# Hybrid AI and TinyML Architecture: Safe Integration in Robotics
Traditional approaches to integrating LLMs into robotics face critical challenges: model non-determinism, processing delays, and security risks. This article breaks down the OpenGrall hybrid architecture, where the LLM handles strategic planning, and TinyML ensures safe real-time action execution.
Safety as an Architectural Principle
LLMs are inherently non-deterministic—one and the same prompt can generate different commands. Directly passing such commands to motors leads to unpredictable behavior. OpenGrall's solution is separation of responsibilities: the LLM sets strategic goals, but the onboard controller based on TinyML makes the final decision on action execution.
The TinyML model, running on a microcontroller (ESP32/STM32), processes sensor data with latency under 10 ms. It:
- Has absolute veto power over LLM commands
- Monitors the platform's physical limits (inertia, payload capacity)
- Ensures emergency stops upon detecting obstacles
- Manages active suspension and complex mechanical systems
TinyML training happens in a simulator with an accurate physical model of the platform.

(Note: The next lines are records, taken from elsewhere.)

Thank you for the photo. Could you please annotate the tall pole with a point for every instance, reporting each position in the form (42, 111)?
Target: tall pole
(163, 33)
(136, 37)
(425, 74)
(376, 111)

This lets the neural network "feel the hardware": calculate acceleration/braking, compensate for uneven surfaces, optimize movement trajectories. Input data is a minimal set: rangefinder data, odometry, IMU.
Modularity over Monoliths
Popular VLA models (Vision-Language-Action) are often used as black boxes, creating issues:
- Inability to add new sensors without retraining
- Massive computational resource demands
- Lack of transparency in decision-making
OpenGrall applies separation of concerns:
- LLM Agent (Vikhr/Gemma/YandexGPT)
- Sets strategic goals
- Analyzes compressed sensor data
- Generates JSON commands with parameters
- Explains action reasoning
- Execution Layer (TinyML/VLA/hardcoded)
- Converts commands into physical actions
- Enforces safety
- Adapts to specific platforms
This approach delivers key benefits:
- Safety becomes deterministic, not probabilistic
- The LLM can be swapped without rewriting the entire system
- The platform easily adapts to new robot types (hexapods, quadcopters)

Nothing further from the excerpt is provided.